Btw anyone looking for tranny cooler you can pickup one on ebay for about $25.00... I am also thinking of going to synthetic tranny fluid as well... 

does anyone know if this will cause a problem with a tranny with 29k on it? 



Rob


----------



## James (Apr 29, 2002)

I went to synthetic at 75k miles. No problem so far, I have a tranny cooler as well. We'll see what happens when the turbo goes in next month!


----------



## BIGBULS (Sep 24, 2002)

Actually, you two were about the only ones making any kind of sense.

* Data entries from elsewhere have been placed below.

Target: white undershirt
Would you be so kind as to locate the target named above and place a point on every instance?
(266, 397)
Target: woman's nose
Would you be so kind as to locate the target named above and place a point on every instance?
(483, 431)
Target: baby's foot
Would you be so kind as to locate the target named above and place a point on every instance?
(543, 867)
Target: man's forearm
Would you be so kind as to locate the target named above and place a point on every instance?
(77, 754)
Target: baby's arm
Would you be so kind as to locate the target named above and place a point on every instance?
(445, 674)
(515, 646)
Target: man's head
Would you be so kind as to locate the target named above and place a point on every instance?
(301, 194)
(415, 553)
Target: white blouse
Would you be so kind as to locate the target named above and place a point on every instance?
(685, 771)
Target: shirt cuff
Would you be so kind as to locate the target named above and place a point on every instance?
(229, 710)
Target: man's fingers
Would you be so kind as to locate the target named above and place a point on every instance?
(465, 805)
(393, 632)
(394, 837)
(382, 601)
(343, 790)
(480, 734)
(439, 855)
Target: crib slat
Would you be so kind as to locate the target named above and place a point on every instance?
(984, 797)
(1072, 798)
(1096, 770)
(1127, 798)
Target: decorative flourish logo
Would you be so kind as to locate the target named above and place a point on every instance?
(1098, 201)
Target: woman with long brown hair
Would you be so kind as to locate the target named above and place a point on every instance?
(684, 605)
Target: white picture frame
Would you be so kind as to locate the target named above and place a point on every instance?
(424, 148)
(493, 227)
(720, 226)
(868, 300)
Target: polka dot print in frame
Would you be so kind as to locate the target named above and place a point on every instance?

I just hate it when people reply with something not particularly correct, and someone else comes in, bashes the first post, and then posts more incorrect crap.......it becomes a shitfest.

Hence the bickering morons part.

Maybe I just a bit too cranky


----------



## PrOxLaMuS© (Aug 11, 2002)

Other than E-Bay where can I get an Auxilary Transmission Cooler for my GA16DE?

What companies would be the best.. and on average how much would they cost?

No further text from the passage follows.